4万2000台『走る目』に タクシー業界と警視庁 協定へ(11日)
警視庁は十一日、東京都内のほぼすべてのタクシー会社などが加盟する業界団体「東京乗用旅客自動車協会」とドライブレコーダーの画像提供に関する協定を締結する方針を固めた。約四万二千台のタクシーなどを「走る防犯カメラ」として活用し、ひったくりなどの事件捜査に役立てる。八月五日の「タクシーの日」に合わせ、協定を結ぶという。
ドライブレコーダーは車のフロントガラスやミラーに装着し、カメラで前方を撮影する装置。車に衝撃があると、自動的に前後約二十秒の画像を記録するため、交通事故などの際、状況を確認するための「目撃者」として活用されている。
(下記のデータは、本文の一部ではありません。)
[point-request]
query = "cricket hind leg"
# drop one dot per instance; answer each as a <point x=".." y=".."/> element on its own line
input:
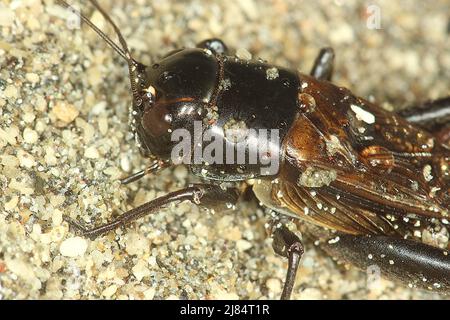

同庁はタクシーなどの運転手が走行中、ひったくりやひき逃げ事件を目撃した場合、レコーダーをたたくなどして衝撃を与え、画像を記録してもらうように依頼。画像提供を受け、捜査に生かしたいという。同協会によると、加盟会社は四百社以上に上り、車両台数は約六万台で、このうち七割が既にレコーダーを搭載。協会の愛称にちなんで「タッくん防犯情報システム」と名付けるという。
同庁によると、既に三鷹署や府中署など十二署が、個々に管内のタクシー会社などから画像提供を受けている。同庁生活安全総務課は大幅に対象を拡大することで、「『タクシーの近くでは悪いことはできない』と思わせる防犯効果も期待したい」としている。